I N the very first chapter of the book we encounter the character of the negro-trader, Mr. Haley. His name stands at the head of this chapter as the representative of all the different characters introduced in the work which exhibit the trader, the kidnapper, the negro-catcher, the negro-whipper, and all the other inevitable auxiliaries and indispensable appendages of what is often called the divinely-instituted relation of slavery. The authors first personal observation of this class of beings was somewhat as follows:
Several years ago, while one morning employed in the duties of the nursery, a colored woman was announced. She was ushered into the nursery, and the author thought, on first survey, that a more surly, unpromising face she had never seen. The woman was thoroughly black, thick-set, firmly built, and with strongly-marked African features. Those who have been accustomed to read the expressions of the African face know what a peculiar effect is produced by a lowering, desponding expression upon its dark features. It is like the shadow of a thunder-cloud. Unlike her race generally, the woman did not smile when smiled upon, nor utter any pleasant remark in reply to such as were addressed to her. The youngest pet of the nursery, a boy about three years old, walked up, and laid his little hand on her knee, and seemed astonished not to meet the quick smile which the negro almost always has in reserve for the little child. The writer thought her very cross and disagreeable, and, after a few moments silence, asked, with perhaps a little impatience, Do you want anything of me to-day?

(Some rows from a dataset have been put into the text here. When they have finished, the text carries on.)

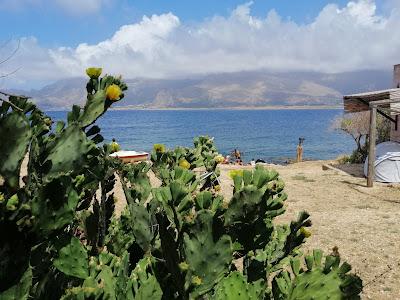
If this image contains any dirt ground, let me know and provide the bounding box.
[22,161,400,299]
[217,161,400,299]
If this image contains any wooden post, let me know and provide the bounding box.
[367,106,376,187]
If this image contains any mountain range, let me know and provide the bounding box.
[9,71,392,110]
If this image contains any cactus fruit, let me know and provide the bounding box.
[53,237,89,279]
[272,250,362,300]
[183,210,232,298]
[0,112,32,189]
[211,271,266,300]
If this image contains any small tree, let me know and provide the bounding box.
[332,111,390,163]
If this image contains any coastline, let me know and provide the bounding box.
[109,105,343,111]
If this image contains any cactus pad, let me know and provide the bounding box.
[53,237,88,279]
[184,210,232,298]
[211,271,266,300]
[0,112,32,188]
[272,250,362,300]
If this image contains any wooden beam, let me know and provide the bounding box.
[359,98,400,124]
[369,98,400,106]
[367,106,377,187]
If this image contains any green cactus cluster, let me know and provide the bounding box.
[0,68,362,300]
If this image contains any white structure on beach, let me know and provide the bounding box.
[343,65,400,187]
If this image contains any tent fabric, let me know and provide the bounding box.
[364,142,400,183]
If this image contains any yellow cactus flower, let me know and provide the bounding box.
[228,170,243,179]
[6,194,19,211]
[300,227,311,238]
[192,276,203,285]
[86,67,103,79]
[106,84,122,101]
[179,159,190,170]
[179,261,189,271]
[153,144,165,153]
[214,154,225,164]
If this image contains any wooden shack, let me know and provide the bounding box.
[343,65,400,187]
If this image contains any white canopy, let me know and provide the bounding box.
[364,142,400,183]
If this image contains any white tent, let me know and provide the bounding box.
[364,142,400,182]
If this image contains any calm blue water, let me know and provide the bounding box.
[49,110,354,161]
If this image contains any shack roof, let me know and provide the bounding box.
[343,88,400,112]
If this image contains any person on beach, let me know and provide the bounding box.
[233,148,242,165]
[296,138,305,162]
[110,138,121,153]
[250,158,256,167]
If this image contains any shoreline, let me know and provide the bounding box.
[109,105,343,111]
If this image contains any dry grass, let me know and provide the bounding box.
[22,161,400,299]
[217,161,400,299]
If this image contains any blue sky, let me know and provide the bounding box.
[0,0,380,47]
[0,0,400,88]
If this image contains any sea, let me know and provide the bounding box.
[48,109,355,163]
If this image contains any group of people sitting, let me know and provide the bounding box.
[219,149,265,166]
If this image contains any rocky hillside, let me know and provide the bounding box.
[8,71,392,109]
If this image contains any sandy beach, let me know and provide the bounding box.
[111,161,400,299]
[22,160,400,299]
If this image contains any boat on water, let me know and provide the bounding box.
[110,151,149,163]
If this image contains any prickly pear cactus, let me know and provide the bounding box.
[53,237,89,279]
[183,210,232,298]
[211,271,266,300]
[272,250,362,300]
[43,124,96,180]
[0,266,32,300]
[31,175,79,234]
[0,111,32,188]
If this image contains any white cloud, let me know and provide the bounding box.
[2,0,400,88]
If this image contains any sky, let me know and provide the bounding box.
[0,0,400,89]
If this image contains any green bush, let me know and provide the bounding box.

Here are some papers, said the woman, pushing them towards her; perhaps you would read them.
The first paper opened was a letter from a negro-trader in Kentucky, stating concisely that he had waited about as long as he could for her child; that he wanted to start for the South, and must get it off his hands; that, if she would send him two hundred dollars before the end of the week, she should have it; if not, that he would set it up at auction, at the court-house door, on Saturday. He added, also, that he might have got more than that for the child, but that he was willing to let her have it cheap.